To put the significance of classified advertising at newspapers in perspective, consider this: As recently as 2000, want-ads for cars, apartments, jobs, sofas and puppies produced $19.6 billion in sales for newspapers, representing 40% of their advertising revenues, according to the Newspaper Association of America. In 2013, the industry collectively sold $4.1 billion in classifieds, which came to less than 18% of its diminished ad base. 

The 78.8% drop in this key revenue category for newspapers occurred because consumers and advertisers alike have embraced the convenience, targetability and efficiency of digital classified environments, which offer comprehensive, easily searchable and low- or no-price listings. 

Digital publishing has enabled whole new categories of classified verticals that were unthinkable in the age of print, said Peter Zollman, the founder of AIM Group (formerly known as Classified Intelligence).
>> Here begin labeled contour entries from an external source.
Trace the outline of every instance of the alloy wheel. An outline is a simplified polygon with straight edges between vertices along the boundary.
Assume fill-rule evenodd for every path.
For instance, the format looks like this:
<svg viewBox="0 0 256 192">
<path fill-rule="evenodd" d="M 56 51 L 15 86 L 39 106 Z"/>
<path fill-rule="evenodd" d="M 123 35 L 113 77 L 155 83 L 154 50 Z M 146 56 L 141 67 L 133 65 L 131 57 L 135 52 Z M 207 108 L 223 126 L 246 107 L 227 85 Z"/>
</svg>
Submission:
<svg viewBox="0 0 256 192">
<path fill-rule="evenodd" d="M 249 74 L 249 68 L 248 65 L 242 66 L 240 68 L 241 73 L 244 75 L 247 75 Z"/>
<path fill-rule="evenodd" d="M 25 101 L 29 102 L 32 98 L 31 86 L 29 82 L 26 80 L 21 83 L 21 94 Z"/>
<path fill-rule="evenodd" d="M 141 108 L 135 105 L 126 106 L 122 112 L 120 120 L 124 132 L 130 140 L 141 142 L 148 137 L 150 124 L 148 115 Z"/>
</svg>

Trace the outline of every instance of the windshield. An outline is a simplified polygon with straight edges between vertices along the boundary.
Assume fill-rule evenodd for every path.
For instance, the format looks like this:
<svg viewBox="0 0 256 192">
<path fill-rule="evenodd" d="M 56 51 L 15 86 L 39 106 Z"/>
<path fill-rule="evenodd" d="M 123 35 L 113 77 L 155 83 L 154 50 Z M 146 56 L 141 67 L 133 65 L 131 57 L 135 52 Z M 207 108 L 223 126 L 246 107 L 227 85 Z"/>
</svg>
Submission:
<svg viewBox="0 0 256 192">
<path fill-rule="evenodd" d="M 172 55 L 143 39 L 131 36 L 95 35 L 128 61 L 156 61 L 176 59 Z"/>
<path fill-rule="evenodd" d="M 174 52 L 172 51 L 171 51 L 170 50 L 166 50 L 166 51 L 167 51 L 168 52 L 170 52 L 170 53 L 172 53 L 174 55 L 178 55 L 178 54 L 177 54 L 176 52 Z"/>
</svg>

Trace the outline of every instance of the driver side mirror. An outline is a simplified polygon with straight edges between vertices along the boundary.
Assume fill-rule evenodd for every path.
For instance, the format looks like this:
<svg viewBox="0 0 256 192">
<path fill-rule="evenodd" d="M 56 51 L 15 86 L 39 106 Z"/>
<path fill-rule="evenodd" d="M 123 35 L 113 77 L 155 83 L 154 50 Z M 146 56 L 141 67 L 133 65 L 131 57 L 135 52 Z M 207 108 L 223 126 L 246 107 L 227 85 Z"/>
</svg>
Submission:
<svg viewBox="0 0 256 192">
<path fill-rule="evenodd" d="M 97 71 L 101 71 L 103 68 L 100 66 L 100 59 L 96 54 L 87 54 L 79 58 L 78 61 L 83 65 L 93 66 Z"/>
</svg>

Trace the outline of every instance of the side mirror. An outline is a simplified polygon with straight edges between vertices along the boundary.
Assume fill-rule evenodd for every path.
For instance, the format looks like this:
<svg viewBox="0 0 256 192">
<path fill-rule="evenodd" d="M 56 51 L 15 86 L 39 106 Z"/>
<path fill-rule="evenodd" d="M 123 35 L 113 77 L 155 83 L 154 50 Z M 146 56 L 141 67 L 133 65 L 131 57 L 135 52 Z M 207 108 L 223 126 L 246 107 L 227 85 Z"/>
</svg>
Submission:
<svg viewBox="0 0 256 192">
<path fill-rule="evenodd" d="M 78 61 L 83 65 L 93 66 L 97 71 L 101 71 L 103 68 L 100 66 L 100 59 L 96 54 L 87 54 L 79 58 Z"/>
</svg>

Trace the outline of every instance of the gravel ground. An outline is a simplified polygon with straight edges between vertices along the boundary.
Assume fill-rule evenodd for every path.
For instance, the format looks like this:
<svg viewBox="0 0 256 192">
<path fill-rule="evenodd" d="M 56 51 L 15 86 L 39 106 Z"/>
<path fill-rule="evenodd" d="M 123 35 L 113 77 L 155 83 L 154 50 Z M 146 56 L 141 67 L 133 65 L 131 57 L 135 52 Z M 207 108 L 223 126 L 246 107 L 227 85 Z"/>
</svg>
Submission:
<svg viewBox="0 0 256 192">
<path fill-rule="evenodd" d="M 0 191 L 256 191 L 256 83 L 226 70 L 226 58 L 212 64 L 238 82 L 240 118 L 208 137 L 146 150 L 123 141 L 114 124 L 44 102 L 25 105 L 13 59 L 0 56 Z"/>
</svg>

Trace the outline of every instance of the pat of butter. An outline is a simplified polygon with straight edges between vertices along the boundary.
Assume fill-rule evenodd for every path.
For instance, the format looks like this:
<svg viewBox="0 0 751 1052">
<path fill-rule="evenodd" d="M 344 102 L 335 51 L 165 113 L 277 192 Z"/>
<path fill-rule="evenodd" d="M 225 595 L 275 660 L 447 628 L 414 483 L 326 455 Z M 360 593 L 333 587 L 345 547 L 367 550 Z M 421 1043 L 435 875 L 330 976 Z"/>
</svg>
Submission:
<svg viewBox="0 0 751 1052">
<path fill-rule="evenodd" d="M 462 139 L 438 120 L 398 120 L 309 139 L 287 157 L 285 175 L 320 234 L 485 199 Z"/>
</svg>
In addition to specialized sites where you can hunt for homes, cars and jobs, the digital media offer marketplaces ranging from free stuff at Craigslist.Com to vacation rentals at AirBNB to a job site for anesthesiologists called GasWorks.Com. 

Advertisers are particularly jazzed about the low cost of digital classified advertising, as compared with the hundreds of dollars newspapers used to charge for three lines of agate type to fill a secretarial position or hire a car salesman. 

“Digital classifieds are priced much lower than the equivalent before digital,” said Zollman in an email. “And many millions of ads are posted every day for free, with sites making their money on upsells, adjacent banner ads, sales of Big Data and lots of other revenue streams.”

Thanks to the economies of do-it-yourself ad creation and the scale enabled by digital publishing, even free sites can produce eye-popping profits.  

In a research report earlier this year, Zollman estimated that Craigslist, which most people think of as being free, will generate some $335 million in revenue this year with pre-tax profits north of 80%.  The site, which employs only about 40 individuals, charges for recruitment and real estate in certain markets (though they are free in others) and also requires auto dealers to pay $5 for every vehicle that they list. 

By turning classifieds into an attractive form of user-generated content, digital sites have created a win-win proposition for consumers and advertisers. The only losers are the newspapers, which concentrated on preserving the high-price ads that once produced such rich, reliable and profitable revenue streams for them. 

As but one example of publishers failing to wise up the ways of the web, the Boston Globe in the 1990s turned down an opportunity to invest in the nascent Monster.Com because its managers didn't want low-priced web advertising to cannibalize their lucrative print recruitment business.  



1 comment:

  1. As a 40+ year publishing veteran who started in Classified, I've watched this pattern repeat itself beyond Classified, too. With online publishing pressure, the newspaper's pricing power is effectively gone across the board. Where once rate increases were the norm in most publications in every advertising category, often unjustified, today price is a huge issue. Think about it. The start of my career coincided with the beginning of the preprinted insert era. Before then, big retailers bought multiple pages of ROP from the newspaper; afterwards they only paid the paper a small per-thousand insert charge.